For René, before this place, there had been a life and family in Rouen, although he was born in Greece. He had moved to Marseille during the summer, and lived in Le Panier, along the water. His cardigan was slowly slipping off one shoulder, and his trousers betrayed the slender shape of his legs. His forehead glistened in the early August heat.
Sitting with him were Éloïse Roche and her boyfriend, Jean-Philippe, who they called JP, for short. They were kind, and quiet, and not particularly interesting in any sense of the word. They weren’t frivolous risk-takers like John and Will, who had been that way all their lives. But they were devoted to each other, and falling head-over-heels, in the way only the young do.
Nasreen Khurana was the cousin of Ramy Youssef, who wouldn’t be caught dead with her, or with them. She was pretty in the way few people are, in that she was beautiful inside and out. She had bottomless eyes, so dark they were nearly black, and skin the colour of burnt honey, which glowed in darkness and light. She had a pudding face, and a bit of childish pudge round the middle, but it made her all the more adorable. She was like René—soft, and sweet, and desirable in every way, but so unlike him in every other.
Nasreen had come to France when she was nine years old. Before that, she lived in Firozpur, with her parents, who were lonesome rice farmers that minded their own business and kept to themselves. She was an only child, and so was Ramy. They were both happy to have a sibling, although they would never admit it aloud. She was with John and Will because she had known them since she arrived in Marseille, and because she didn’t fit in anywhere else.

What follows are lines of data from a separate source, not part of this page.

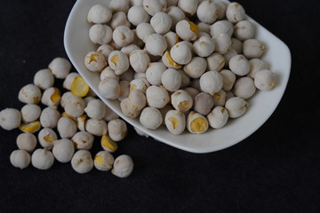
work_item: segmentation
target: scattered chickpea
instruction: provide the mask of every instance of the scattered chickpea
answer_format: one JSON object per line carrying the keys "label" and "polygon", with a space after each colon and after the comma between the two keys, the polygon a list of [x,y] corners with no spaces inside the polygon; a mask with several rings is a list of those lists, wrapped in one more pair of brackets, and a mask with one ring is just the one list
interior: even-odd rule
{"label": "scattered chickpea", "polygon": [[113,155],[107,151],[100,151],[94,157],[94,167],[98,170],[107,171],[112,169],[115,159]]}
{"label": "scattered chickpea", "polygon": [[27,152],[33,152],[36,146],[36,138],[31,133],[21,133],[17,137],[17,146]]}
{"label": "scattered chickpea", "polygon": [[49,170],[54,162],[52,153],[47,149],[38,148],[31,155],[31,164],[38,170]]}
{"label": "scattered chickpea", "polygon": [[54,76],[50,69],[41,69],[37,71],[34,77],[34,84],[42,90],[52,87]]}
{"label": "scattered chickpea", "polygon": [[23,170],[30,164],[31,157],[25,150],[14,150],[10,154],[10,162],[12,166]]}
{"label": "scattered chickpea", "polygon": [[88,173],[93,168],[93,160],[88,150],[78,150],[71,159],[71,166],[80,174]]}
{"label": "scattered chickpea", "polygon": [[207,115],[207,118],[212,128],[220,129],[226,125],[228,113],[226,108],[218,106]]}

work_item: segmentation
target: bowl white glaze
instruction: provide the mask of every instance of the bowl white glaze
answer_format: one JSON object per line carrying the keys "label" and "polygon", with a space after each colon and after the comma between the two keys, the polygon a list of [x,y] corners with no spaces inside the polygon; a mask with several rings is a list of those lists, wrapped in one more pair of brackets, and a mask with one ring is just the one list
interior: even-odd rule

There was an unspoken understanding between them that they didn’t acknowledge the past; that they didn’t bring up the physical and sexual abuse the boys had known at the hands of their father. They didn’t talk about Nasreen’s, who had taken his life after a vicious summer monsoon destroyed their crops, or her mother, who followed after him six months later. They didn’t bring up the things they could never understand.
Will held up the powder compact he’d stolen from his mother’s dressing table, peering at his sunburnt face. He parted his lips, which were cracked and bleeding, but before he could speak, it was kicked out of his hand. It was projected into the air, sailing over John’s head and landing in a clump of wildflowers. His head snapped up, wide, terrified eyes locking on the face of Maël Renault. He was wearing striped rugby shorts, and his cardigan was tied round his waist. Will had never seen anyone who was handsome, yet so undeniably hideous within that it bled through to the outside.
John leapt to his feet, but Maël seized him by the shoulders and shoved him back. He landed heavily in the grass. Nasreen flinched forward, as if to retaliate, but then Maël glared down at her, and all her fragile courage dissolved. René reached out to shield Will from the oncoming hit, but he was too late. Maël had already landed a swift kick to his face.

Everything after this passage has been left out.